Поэзия вообще — это такая модель человека, в котором физические (языковые) и душевные (смысловые) процессы неразделимы: «Душа идет домой путями плоти». Так философ-стоик Эпиктет призывал человека отбросить «не принадлежащее ему», а именно то, что может причинить боль, отрываясь: сперва незначительное — горшок, хитон, лошадь, землю, а затем и «самого себя, тело, части тела». Это то, что делает Дашевский с поэзией и что он в ней тематизирует: «Собственное сердце откушу». Он отчуждает собственную речь, как изменяющее ему тело, и разлагает ее, выделяя внутри своего же текста «собственную» речь курсивом, как цитату, чтобы сквозь нее разглядеть тот воздух, в котором она подвешена. Этим объясняется странная ткань его стихов, которые «и содействуют следствию слабо и коверкают русский язык», как «Марсиане в застенках Генштаба» в его самом известном стихотворении: «Вы в мечту вековую не верьте / нет на Марсе ничто кроме смерти / мы неправда не мучайте мы».

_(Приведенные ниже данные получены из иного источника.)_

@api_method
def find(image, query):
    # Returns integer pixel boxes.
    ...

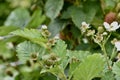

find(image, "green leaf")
[4,8,30,28]
[67,50,91,61]
[68,51,91,76]
[70,6,86,28]
[45,0,64,20]
[26,10,46,28]
[11,28,47,47]
[52,40,67,58]
[68,2,98,28]
[101,71,115,80]
[0,26,18,36]
[48,19,66,37]
[16,41,44,63]
[112,61,120,80]
[73,54,104,80]
[41,66,66,80]
[105,0,116,11]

Дашевский, как он сам говорил, писал «только про смерть и сразу до». Его последнее стихотворение — благодарность за каждое, еще одно мгновение жизни, выломленное из «несокрушимых небесных сот». Его беспощадная трезвость действительно вызывает априорное доверие как сообщение о том, что человек — это не монолитное я, а преходящее состояние, сообщение, сделанное из какого-то другого состояния: утробного или посмертного.  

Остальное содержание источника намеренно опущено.